By PETER SOLO KINJAP
THE Government through the Climate Change and Development Authority (CCDA) under the Projects and Adaptation branch is implementing a USD$24.25 million (K82.90 million) grant from the Climate Investment Fund (CIF), administered by the Asian Development Bank (ADB).
The grant project known as Building Resilience to Climate Change (BRCC) in PNG has started in 2016 and will end in 2021 in five selected provinces: Autonomous Region of Bougainville, Manus, Morobe, East New Britain and Mille Bay.
At least 24 small islands and atolls were selected from these provinces through a participatory process using an ADB-recommended and identified risk factors and vulnerability assessment.
The primary aim of this project is to mainstream climate resilience into development plans by the Government to address country priorities that focus on vulnerable communities.
A week ago, a planning workshop with relevant stakeholders was conducted in Port Moresby at the CCDA office at Dynasty Tower, Savannah Heights to look at key activities achieved so far as milestones, and planning for the implementation of the next phase into the remaining 22 months.
The planning workshop was to discuss activities to implement the next phase based on the baseline survey conducted in 2019. Climate change vulnerability assessments were also conducted during the past years and adaptation plans were developed for the targeted communities.
In its implementation phase, there will be three main components referred to as outputs; the first output is the climate change vulnerability assessment and adaptation planning activities.

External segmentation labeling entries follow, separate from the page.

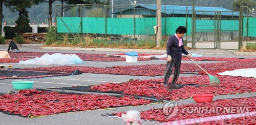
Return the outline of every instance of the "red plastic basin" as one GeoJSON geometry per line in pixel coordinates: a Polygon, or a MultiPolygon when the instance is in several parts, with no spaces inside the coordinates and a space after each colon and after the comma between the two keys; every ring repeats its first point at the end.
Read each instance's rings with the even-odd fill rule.
{"type": "Polygon", "coordinates": [[[193,99],[197,103],[210,102],[213,98],[213,94],[196,94],[193,95],[193,99]]]}

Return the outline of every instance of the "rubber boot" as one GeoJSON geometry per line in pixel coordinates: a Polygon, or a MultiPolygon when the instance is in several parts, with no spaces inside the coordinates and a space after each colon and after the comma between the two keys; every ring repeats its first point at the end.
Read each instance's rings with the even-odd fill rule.
{"type": "Polygon", "coordinates": [[[176,84],[176,83],[175,82],[173,82],[173,83],[172,83],[170,86],[172,87],[177,87],[177,88],[180,87],[180,86],[176,84]]]}

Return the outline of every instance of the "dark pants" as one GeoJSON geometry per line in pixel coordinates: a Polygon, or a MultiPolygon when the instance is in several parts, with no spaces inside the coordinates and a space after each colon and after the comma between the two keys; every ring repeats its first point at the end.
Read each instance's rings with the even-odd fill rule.
{"type": "Polygon", "coordinates": [[[180,64],[181,59],[173,59],[170,62],[167,62],[166,68],[164,71],[164,83],[167,84],[170,78],[172,72],[174,68],[174,78],[172,83],[176,83],[179,75],[180,75],[180,64]]]}

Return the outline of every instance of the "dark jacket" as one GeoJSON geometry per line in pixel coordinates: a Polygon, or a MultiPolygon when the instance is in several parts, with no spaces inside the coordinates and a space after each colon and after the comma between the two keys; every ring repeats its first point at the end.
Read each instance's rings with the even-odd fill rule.
{"type": "MultiPolygon", "coordinates": [[[[182,43],[183,39],[182,38],[182,43]]],[[[181,59],[182,53],[187,55],[188,52],[185,49],[184,46],[179,46],[179,40],[175,37],[175,35],[169,38],[166,46],[167,55],[170,55],[172,58],[181,59]]]]}
{"type": "Polygon", "coordinates": [[[10,50],[10,48],[11,48],[11,50],[14,50],[14,49],[17,49],[19,51],[18,49],[18,47],[17,46],[17,44],[13,42],[13,41],[11,41],[10,42],[10,43],[9,44],[9,47],[8,47],[8,50],[7,50],[7,52],[9,52],[10,50]]]}

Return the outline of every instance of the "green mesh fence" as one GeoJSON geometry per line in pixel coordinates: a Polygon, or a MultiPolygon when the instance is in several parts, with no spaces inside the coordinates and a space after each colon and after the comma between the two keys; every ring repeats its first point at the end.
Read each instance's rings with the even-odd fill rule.
{"type": "MultiPolygon", "coordinates": [[[[113,35],[134,34],[135,21],[136,35],[154,35],[154,26],[156,25],[156,18],[111,18],[101,17],[57,17],[57,33],[81,33],[91,34],[106,34],[113,35]],[[106,22],[106,27],[105,23],[106,22]]],[[[185,25],[185,17],[167,17],[162,18],[162,33],[163,35],[173,35],[179,25],[185,25]],[[165,22],[166,20],[166,22],[165,22]],[[166,24],[166,27],[165,27],[166,24]],[[166,29],[166,30],[165,30],[166,29]]],[[[187,35],[191,32],[191,19],[187,18],[187,35]]],[[[247,18],[244,18],[243,33],[246,27],[247,18]]],[[[256,18],[248,19],[248,36],[256,37],[253,31],[256,30],[256,18]]],[[[222,20],[221,29],[223,31],[238,31],[238,20],[222,20]]],[[[214,32],[216,23],[212,20],[196,20],[197,32],[214,32]]],[[[247,35],[247,33],[246,33],[247,35]]]]}
{"type": "Polygon", "coordinates": [[[256,37],[256,18],[255,17],[248,17],[248,29],[246,22],[247,21],[247,17],[244,17],[243,21],[243,36],[248,37],[256,37]]]}
{"type": "MultiPolygon", "coordinates": [[[[186,18],[166,18],[166,31],[164,28],[165,19],[162,18],[163,34],[172,35],[179,25],[186,25],[186,18]]],[[[108,34],[134,34],[135,21],[136,35],[154,35],[154,26],[156,24],[156,18],[106,18],[98,17],[57,17],[57,33],[81,33],[105,34],[106,22],[108,34]],[[81,20],[82,23],[81,23],[81,20]],[[82,26],[79,26],[81,24],[82,26]]],[[[188,35],[191,33],[191,18],[188,19],[188,35]]]]}

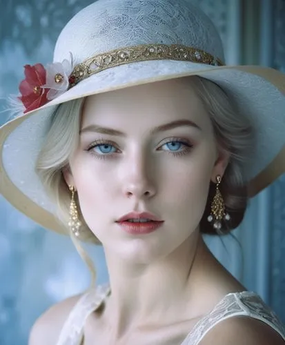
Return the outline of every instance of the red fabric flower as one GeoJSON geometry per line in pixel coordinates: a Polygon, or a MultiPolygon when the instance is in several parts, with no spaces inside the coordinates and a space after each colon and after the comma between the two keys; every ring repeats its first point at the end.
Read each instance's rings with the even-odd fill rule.
{"type": "Polygon", "coordinates": [[[48,101],[46,95],[48,88],[41,86],[46,84],[46,71],[41,63],[25,66],[26,79],[23,80],[19,89],[21,97],[19,99],[26,107],[24,113],[46,104],[48,101]]]}

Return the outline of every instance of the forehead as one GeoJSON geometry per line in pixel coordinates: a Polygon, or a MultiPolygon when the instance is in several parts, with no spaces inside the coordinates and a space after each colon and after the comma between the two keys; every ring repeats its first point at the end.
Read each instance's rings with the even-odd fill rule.
{"type": "Polygon", "coordinates": [[[195,83],[186,78],[132,86],[87,97],[82,126],[159,125],[181,119],[209,126],[210,119],[195,92],[195,83]]]}

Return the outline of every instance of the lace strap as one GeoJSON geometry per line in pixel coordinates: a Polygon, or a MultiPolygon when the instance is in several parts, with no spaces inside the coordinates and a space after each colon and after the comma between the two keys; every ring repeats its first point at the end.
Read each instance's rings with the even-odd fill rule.
{"type": "Polygon", "coordinates": [[[78,300],[63,324],[57,345],[79,345],[87,317],[98,309],[110,293],[108,284],[87,290],[78,300]]]}
{"type": "Polygon", "coordinates": [[[225,296],[209,314],[195,324],[181,345],[197,345],[217,324],[236,315],[246,315],[263,321],[285,340],[285,327],[274,312],[255,293],[243,291],[225,296]]]}

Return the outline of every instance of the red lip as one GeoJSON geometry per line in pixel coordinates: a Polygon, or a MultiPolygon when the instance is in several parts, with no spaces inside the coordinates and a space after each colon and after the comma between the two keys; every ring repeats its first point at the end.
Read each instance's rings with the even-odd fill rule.
{"type": "Polygon", "coordinates": [[[131,235],[148,234],[155,231],[162,226],[164,221],[147,221],[145,223],[131,223],[130,221],[120,221],[118,224],[121,228],[131,235]]]}
{"type": "Polygon", "coordinates": [[[163,221],[162,219],[160,219],[158,217],[157,217],[155,215],[153,215],[153,213],[150,213],[149,212],[143,212],[141,213],[139,213],[137,212],[130,212],[130,213],[128,213],[126,215],[124,215],[123,217],[121,217],[121,218],[119,218],[119,219],[117,219],[116,221],[121,222],[130,219],[131,218],[135,218],[137,219],[140,219],[141,218],[146,218],[148,219],[151,219],[155,221],[163,221]]]}

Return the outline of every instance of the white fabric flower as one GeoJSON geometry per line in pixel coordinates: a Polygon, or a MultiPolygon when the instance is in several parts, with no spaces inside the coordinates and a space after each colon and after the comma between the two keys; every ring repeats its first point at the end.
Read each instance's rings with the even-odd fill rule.
{"type": "Polygon", "coordinates": [[[47,94],[49,101],[58,97],[68,88],[68,78],[72,71],[72,66],[68,60],[61,63],[55,62],[46,66],[46,83],[42,87],[50,89],[47,94]]]}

In this component, it was discussed during the planning meeting that vulnerability assessments were completed and adaptation plans were developed for the identified targeted communities. This includes a completion of vulnerability and adaptation mapping in 24 vulnerable islands. With the provincial governments as stakeholders, the project plans were integrated into the district development plans.
Climate change vulnerability assessments typically contain a synthesis of the currently available scientific information to describe the degree to which the key resources, ecosystems or other features of interest are affected (adversely or beneficially) by the variability of current climate or the potential changes in climate on those selected islands and atolls.
Climate change vulnerability assessment is more than measuring potential harm using information about climate impacts. It includes an assessment of the maritime provinces’ ability to adapt. The assessment of vulnerability to existing climate variability and extremes is a necessary starting point for any adaptation.
The BRCC project has establish a small grant facility to finance community-based projects that are identified in the selected 24 islands and atolls. This is additional to other activities towards building resilience.
Further, it will supply and install 200 water supplies and 100 sanitation facilities. There will be emergency development plans and training of locals from the targeted islands.
The second component or output two is the sustainable fishery ecosystems and food security.
A conventional idea of a sustainable fishery is that it is one that is harvested at a sustainable rate, where the fish population does not decline over time because of fishing practices.
A sustainable fishery has sufficient spawning fish to produce the next generation, while allowing fishing to take place. But this is threatened with the changes in the climate patterns and endangers populations.
Food security is about people, at all times, having physical, social, and economic access to sufficient, safe and nutritious food that meets their food preferences and dietary needs for an active and healthy life.
This stage is focused on supporting those who are most food-insecure and in need of food immediately. Examples include food banks (stocking up food, preserving), school lunch programmes, and other programmes that give food to people in need without requiring any type of commitment in return.
The three main threats to food security are (1) the disappearance of the variety of agricultural plant species (2) the increase in the area of scarcity water and the limitation of the availability of land and (3) food losses and food waste.
The three components of food security are availability (having sufficient quantities of appropriate food available), access (having adequate income or other resources to access food), and utilisation/consumption (having adequate dietary intake and the ability to absorb and use nutrients in the body).
The third component or output three of this project is building climate-resilient coastal infrastructure and early warning communication systems.
The early warning systems are in most instances, timely surveillance systems that collect information on epidemic-prone diseases in order to trigger prompt public health interventions.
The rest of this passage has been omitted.